La narrativa actual entiende la inteligencia artificial como una bisagra histórica, que desarma las pedagogías tradicionales
4. La promesa de una neutralidad tecnológica: se postula que el buen diseño algorítmico (transparente, explicable, auditable) permitirá superar sesgos y generar decisiones educativas objetivas y equitativas.
Tensión: todo algoritmo codifica una visión del mundo: los datos no son neutrales (tampoco lo son sus mecanismos de recopilación y procesamiento), las métricas no son inocentes, y la decisión técnica nunca es puramente técnica.

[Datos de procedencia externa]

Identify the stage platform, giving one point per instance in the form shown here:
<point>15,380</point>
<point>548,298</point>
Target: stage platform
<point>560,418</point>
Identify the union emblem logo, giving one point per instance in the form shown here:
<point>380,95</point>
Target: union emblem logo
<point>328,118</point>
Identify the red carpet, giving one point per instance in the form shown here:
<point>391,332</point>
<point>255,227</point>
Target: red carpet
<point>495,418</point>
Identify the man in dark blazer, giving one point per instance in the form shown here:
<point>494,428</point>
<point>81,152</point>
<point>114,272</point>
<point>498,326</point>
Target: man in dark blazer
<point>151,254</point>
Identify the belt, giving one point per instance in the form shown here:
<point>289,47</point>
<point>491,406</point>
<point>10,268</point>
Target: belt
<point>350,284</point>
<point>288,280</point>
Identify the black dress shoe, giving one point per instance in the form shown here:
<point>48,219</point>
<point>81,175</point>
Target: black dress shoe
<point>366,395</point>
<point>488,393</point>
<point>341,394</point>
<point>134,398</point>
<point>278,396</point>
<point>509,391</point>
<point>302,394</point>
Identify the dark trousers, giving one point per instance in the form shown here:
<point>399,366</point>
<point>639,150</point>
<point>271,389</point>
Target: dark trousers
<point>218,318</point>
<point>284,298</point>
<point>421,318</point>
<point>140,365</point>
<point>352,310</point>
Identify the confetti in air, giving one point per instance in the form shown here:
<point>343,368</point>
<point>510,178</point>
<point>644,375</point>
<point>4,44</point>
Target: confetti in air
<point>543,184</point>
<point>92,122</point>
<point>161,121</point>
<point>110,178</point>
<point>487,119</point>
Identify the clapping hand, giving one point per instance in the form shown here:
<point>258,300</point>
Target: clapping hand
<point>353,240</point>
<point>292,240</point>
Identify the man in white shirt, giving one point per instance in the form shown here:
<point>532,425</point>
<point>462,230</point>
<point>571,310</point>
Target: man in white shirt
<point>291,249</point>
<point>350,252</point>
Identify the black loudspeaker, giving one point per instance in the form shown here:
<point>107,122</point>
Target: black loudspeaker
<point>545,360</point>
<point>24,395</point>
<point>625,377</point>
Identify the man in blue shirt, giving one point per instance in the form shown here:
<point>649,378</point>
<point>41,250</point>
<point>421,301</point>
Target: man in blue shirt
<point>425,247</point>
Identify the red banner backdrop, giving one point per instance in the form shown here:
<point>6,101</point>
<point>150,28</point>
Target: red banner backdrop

Insistir en la neutralidad de la IA en la educación es despolitizar una tecnología profundamente política, que afecta jerarquías, distribuciones de poder y legitimidades del saber. Eso sin siquiera sugerir que los usuarios tampoco podemos jactarnos de nuestra neutralidad.
5. La eficiencia como horizonte educativo: la IA permitirá optimizar procesos, reducir tiempos, automatizar tareas repetitivas y mejorar la asignación de recursos. Antes nos decían: “a un clic de distancia”, ahora nos dicen que con un “prompt”, tendremos todo el conocimiento disponible.
Tensión: el énfasis en la eficiencia puede desdibujar el sentido profundo de la educación, que no siempre se ajusta a lógicas de productividad ni a métricas inmediatas. Reducir la pedagogía a un problema de gestión de flujos y tiempos invisibiliza los ritmos del pensamiento, la pausa reflexiva y el derecho al error, como parte del proceso formativo. Pensar no es eficiente. Un pensamiento reflexivo y profundo es cualquier cosa menos algo que pueda medirse con el prisma de la eficiencia.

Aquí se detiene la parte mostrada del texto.